My newfound enthusiasm for Manuel DeLanda's thought could take me further. I am currently reading Intensive Science and Virtual Philosophy in which he certainly tests the reader's ability to string together sets of abstract mathematical and philosophical constructs! but dishes out the rewards in equal measure. I've just about mastered chapter 1, in which he lays the groundwork for what's to come.
In a refreshing break from postmodernist epistemologies ranging from the solipsistic to the "reality is basically unknowable" kind, DeLanda couches Deleuze's realist ontology in terms understandable not only to philosophers, but also to scientists. No easy task. But thanks to his efforts, I am for the first time convinced that there is some light for a realist ontology in science . It is an area that, ever since Nietzsche said: "There are no facts, only interpretations", has looked very shaky.

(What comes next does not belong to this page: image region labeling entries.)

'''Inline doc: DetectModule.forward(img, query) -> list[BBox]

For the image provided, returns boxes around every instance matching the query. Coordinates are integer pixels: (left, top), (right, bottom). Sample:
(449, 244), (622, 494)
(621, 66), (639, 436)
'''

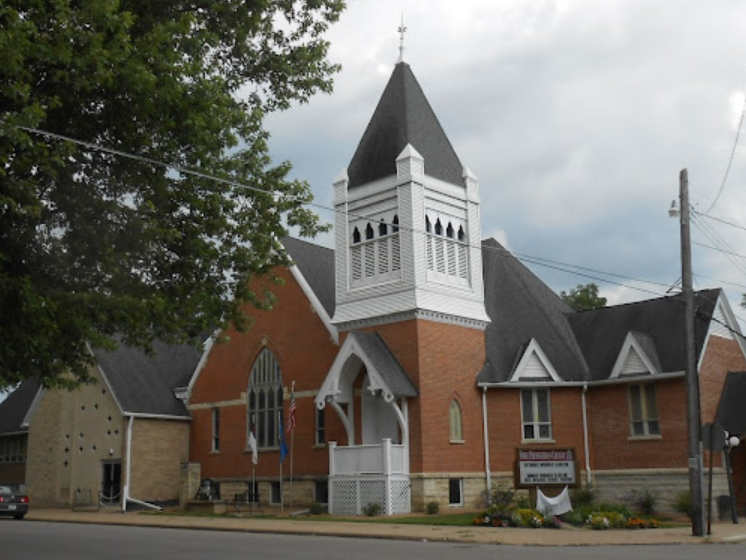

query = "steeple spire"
(397, 12), (407, 64)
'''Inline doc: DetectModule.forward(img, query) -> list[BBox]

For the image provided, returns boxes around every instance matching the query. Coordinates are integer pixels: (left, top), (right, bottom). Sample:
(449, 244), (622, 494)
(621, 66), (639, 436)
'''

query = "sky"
(260, 0), (746, 328)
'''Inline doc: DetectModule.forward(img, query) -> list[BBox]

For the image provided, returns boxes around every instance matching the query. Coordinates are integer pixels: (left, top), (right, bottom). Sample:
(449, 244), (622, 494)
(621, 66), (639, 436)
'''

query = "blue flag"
(277, 411), (288, 463)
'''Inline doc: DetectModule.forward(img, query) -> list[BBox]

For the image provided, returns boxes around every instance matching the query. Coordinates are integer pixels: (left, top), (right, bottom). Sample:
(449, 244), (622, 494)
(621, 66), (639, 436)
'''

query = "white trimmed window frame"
(520, 388), (554, 441)
(246, 346), (283, 449)
(627, 383), (661, 438)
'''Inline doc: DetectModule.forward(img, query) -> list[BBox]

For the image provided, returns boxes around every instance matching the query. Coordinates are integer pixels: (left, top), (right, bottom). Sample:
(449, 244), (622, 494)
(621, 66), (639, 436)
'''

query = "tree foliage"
(0, 0), (344, 388)
(560, 282), (606, 311)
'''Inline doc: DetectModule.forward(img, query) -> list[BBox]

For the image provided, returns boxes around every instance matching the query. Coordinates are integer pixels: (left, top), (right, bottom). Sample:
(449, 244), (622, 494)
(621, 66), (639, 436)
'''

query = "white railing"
(329, 439), (409, 476)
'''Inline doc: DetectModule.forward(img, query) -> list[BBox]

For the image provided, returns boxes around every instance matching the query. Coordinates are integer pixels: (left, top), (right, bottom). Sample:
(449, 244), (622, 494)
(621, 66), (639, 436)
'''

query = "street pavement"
(26, 509), (746, 546)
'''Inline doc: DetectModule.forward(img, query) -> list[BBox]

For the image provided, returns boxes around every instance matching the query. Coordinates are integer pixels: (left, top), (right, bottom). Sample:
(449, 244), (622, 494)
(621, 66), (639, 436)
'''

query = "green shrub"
(570, 486), (597, 508)
(515, 495), (533, 509)
(671, 490), (692, 519)
(308, 502), (324, 515)
(363, 502), (383, 517)
(513, 509), (544, 527)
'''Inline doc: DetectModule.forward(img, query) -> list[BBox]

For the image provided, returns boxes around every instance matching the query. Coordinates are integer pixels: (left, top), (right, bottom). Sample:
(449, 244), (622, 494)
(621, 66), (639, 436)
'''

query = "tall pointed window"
(448, 399), (464, 443)
(521, 389), (552, 440)
(246, 348), (282, 449)
(628, 383), (661, 437)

Having said that, it would be easy to fall into the same old dichotomy of the subject vs. the object - but it is quite tempting to see Nietzsche's contributions, rising as they did initially out of an historical exploration of culture (The Birth of Tragedy), as an enormous mirror held up to humankind while he chants into our ears: "See, this is who you really are, you have been waiting for me all this time to show you." The first psychologist indeed, as he himself noted. The limits of a a certain kind of knowledge, i.e. knowledge mediated by humans - Kant's categories go suck. Where that would clip into this realist ontology to give us closure I have no clue at present - perhaps we would have to look at both from each other's perspective first - but whereas I am sure how Nietzsche's legacy can be traced to the postmodernist temperament, it is less clear to me in the case of Deleuze. In short, I don't know him well enough yet.
It has taken someone like Deleuze to re-establish realism by giving it a philosophical foundation that does not crumble when the first, familiar shots are fired from the other camp, and here DeLanda makes its relevance understandable for me.
I look forward to more!
Some interesting articles by DeLanda are available at the Institute for New Culture Technologies, have a look here. I read through this one and highlighted some sentences using Diigo. In it he fleshes out the importance of dynamical processes (a historical process as opposed to an essence - the crux of his new materialist ontology) in relation to economic markets.
It is worth pointing out that some of the ideas following from the math, such as a stable state fluctuating around the attractor, including the notion of perturbations that knock a trajectory out of its basin of influence, are quite reminiscent of concepts in systems theory and cybernetics which I once discussed here.